Senior Marcus Howard wants to leave something for his alma mater in its final game -- a better shot at winning the national title next season. The Bulldogs have plenty of talent returning next season, including quarterback Matthew Stafford and running back Knowshon Moreno.
"We want to set the guys up for next year," Howard said. "If we win, we'll definitely be top three to start next year with all the guys we've got coming back."
While Hawaii's emergence has been compared to Boise State's run a year ago, Richt is more likely to remind his players of what happened at the end of the 2005 season. Georgia won its second SEC title in four years and was heavily favored to beat Big East champion West Virginia in the Sugar Bowl -- especially since it was played at the Georgia Dome while New Orleans recovered from Hurricane Katrina.

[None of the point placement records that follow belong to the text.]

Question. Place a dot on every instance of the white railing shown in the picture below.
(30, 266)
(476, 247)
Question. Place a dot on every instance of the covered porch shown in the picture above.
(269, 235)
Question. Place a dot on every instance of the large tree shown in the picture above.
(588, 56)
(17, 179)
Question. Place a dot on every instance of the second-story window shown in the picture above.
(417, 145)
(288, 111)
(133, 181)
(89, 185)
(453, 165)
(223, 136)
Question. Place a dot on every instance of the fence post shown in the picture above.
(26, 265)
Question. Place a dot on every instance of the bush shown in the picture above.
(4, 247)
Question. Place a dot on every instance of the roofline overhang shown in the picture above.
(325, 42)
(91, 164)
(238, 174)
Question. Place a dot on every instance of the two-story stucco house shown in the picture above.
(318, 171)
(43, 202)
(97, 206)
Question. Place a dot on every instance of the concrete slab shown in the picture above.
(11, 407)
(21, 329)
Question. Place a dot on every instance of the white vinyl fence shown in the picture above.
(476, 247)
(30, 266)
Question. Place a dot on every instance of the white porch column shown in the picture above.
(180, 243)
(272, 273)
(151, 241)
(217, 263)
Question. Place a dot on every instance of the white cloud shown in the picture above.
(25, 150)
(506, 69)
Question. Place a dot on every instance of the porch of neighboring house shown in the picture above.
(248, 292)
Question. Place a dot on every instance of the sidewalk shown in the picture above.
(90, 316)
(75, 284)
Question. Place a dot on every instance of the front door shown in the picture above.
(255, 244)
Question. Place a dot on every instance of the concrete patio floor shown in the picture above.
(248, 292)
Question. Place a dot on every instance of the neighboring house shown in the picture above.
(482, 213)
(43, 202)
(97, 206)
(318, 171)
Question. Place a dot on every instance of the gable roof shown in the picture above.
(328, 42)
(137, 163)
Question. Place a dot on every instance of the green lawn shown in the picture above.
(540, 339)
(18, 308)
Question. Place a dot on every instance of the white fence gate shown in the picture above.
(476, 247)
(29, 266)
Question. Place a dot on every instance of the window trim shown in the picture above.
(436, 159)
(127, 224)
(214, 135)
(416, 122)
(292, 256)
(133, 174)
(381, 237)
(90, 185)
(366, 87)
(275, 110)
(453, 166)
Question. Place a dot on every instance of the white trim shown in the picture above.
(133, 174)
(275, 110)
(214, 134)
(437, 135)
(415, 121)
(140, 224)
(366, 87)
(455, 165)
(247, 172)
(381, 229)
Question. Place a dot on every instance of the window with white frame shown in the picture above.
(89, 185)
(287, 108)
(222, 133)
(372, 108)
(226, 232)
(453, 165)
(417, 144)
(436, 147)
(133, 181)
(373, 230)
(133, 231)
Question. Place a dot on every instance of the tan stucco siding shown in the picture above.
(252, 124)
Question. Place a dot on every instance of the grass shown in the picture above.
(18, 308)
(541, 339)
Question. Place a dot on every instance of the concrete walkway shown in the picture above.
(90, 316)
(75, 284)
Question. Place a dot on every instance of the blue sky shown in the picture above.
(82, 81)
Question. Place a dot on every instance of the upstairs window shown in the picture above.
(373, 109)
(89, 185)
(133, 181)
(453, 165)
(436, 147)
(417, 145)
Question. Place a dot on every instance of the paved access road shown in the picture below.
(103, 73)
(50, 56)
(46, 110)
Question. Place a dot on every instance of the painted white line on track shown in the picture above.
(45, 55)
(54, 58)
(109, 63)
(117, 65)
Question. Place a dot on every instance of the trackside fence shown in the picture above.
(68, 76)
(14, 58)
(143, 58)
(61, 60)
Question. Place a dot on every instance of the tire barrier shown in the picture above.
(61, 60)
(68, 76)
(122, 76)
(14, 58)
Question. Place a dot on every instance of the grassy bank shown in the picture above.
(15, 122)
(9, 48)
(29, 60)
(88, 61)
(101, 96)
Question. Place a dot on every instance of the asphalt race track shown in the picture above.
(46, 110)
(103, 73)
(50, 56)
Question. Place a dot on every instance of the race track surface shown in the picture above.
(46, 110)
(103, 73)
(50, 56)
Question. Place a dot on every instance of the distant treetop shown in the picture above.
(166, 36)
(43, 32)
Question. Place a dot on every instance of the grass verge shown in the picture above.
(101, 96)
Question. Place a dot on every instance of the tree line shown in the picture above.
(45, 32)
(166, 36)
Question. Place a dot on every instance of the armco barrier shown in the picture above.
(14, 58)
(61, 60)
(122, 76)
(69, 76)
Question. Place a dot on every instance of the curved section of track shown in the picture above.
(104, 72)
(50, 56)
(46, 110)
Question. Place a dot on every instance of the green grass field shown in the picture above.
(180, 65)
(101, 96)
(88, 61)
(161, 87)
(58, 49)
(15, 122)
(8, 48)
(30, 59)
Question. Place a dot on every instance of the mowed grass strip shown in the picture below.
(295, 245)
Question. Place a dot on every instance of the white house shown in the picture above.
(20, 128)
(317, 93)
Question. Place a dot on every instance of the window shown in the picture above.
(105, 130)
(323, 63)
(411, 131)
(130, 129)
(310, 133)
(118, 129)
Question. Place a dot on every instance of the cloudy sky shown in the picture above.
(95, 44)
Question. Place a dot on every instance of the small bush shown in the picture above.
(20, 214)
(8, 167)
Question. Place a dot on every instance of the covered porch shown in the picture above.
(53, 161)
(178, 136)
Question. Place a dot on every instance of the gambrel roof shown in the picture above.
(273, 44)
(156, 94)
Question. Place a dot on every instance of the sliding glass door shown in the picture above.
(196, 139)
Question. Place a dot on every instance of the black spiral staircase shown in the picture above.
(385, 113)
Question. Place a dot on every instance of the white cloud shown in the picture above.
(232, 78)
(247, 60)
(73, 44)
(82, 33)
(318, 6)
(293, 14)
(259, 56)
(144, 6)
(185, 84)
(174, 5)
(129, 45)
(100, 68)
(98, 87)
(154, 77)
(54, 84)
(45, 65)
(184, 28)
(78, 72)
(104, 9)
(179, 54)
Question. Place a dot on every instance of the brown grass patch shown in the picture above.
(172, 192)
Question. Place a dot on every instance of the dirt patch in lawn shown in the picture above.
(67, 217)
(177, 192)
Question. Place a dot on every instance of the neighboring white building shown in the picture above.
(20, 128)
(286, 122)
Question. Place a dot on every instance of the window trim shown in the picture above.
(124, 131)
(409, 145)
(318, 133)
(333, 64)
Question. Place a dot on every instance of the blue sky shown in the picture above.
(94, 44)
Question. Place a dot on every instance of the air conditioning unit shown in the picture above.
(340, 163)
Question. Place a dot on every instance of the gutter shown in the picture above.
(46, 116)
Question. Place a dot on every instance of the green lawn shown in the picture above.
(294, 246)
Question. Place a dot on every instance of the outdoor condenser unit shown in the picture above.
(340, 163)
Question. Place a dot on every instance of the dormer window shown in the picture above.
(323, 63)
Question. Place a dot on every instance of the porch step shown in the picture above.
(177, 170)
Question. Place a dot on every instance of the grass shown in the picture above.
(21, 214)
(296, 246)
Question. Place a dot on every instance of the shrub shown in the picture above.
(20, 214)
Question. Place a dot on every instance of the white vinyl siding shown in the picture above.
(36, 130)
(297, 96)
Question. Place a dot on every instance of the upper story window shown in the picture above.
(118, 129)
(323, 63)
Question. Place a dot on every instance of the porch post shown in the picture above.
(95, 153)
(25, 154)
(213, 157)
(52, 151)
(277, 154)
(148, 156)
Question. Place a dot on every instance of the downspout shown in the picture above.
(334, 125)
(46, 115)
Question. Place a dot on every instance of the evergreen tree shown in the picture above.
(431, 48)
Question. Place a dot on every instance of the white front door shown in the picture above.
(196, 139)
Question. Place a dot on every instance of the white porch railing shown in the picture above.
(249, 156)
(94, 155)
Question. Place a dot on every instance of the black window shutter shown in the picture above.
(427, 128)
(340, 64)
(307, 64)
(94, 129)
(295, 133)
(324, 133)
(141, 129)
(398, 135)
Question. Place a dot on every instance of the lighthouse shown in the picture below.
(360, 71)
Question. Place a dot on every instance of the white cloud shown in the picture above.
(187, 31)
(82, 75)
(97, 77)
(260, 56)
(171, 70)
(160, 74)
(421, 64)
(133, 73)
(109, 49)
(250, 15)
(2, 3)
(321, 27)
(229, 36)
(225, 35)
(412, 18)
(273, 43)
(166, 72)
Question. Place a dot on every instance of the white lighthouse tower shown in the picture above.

Instead, the Mountaineers raced to a big lead in the opening quarter and held off the Bulldogs 38-35.
"No one gave them much of a chance to win that game," center Fernando Velasco recalled. "But they beat us pretty handily. We don't want it to happen again."
The high-scoring Warriors, led by former Falcons coach June Jones, hope to pull off another Boise State-type performance. The Broncos knocked off Oklahoma in a thrilling Fiesta Bowl to complete an unbeaten season and prove the little guys can keep up with the power leagues.
Georgia, a touchdown favorite, wants to avoid the same fate as the Sooners.
"I'm not sure we have much to prove," running back Thomas Brown said. "All the media hype says Georgia should win. If we win, we're not going to get much credit for it. But if we lose, we'll surely hear about it."
While Hawaii may have a bit of a motivational edge, the Bulldogs will be playing with a chip on their shoulder, too. They felt as worthy as anyone else of getting a shot at the national title.
"We've still got that little ache in our stomach about not being able to go for the national championship," Howard said. "We thought we should have moved up to No. 2, but it didn't happen."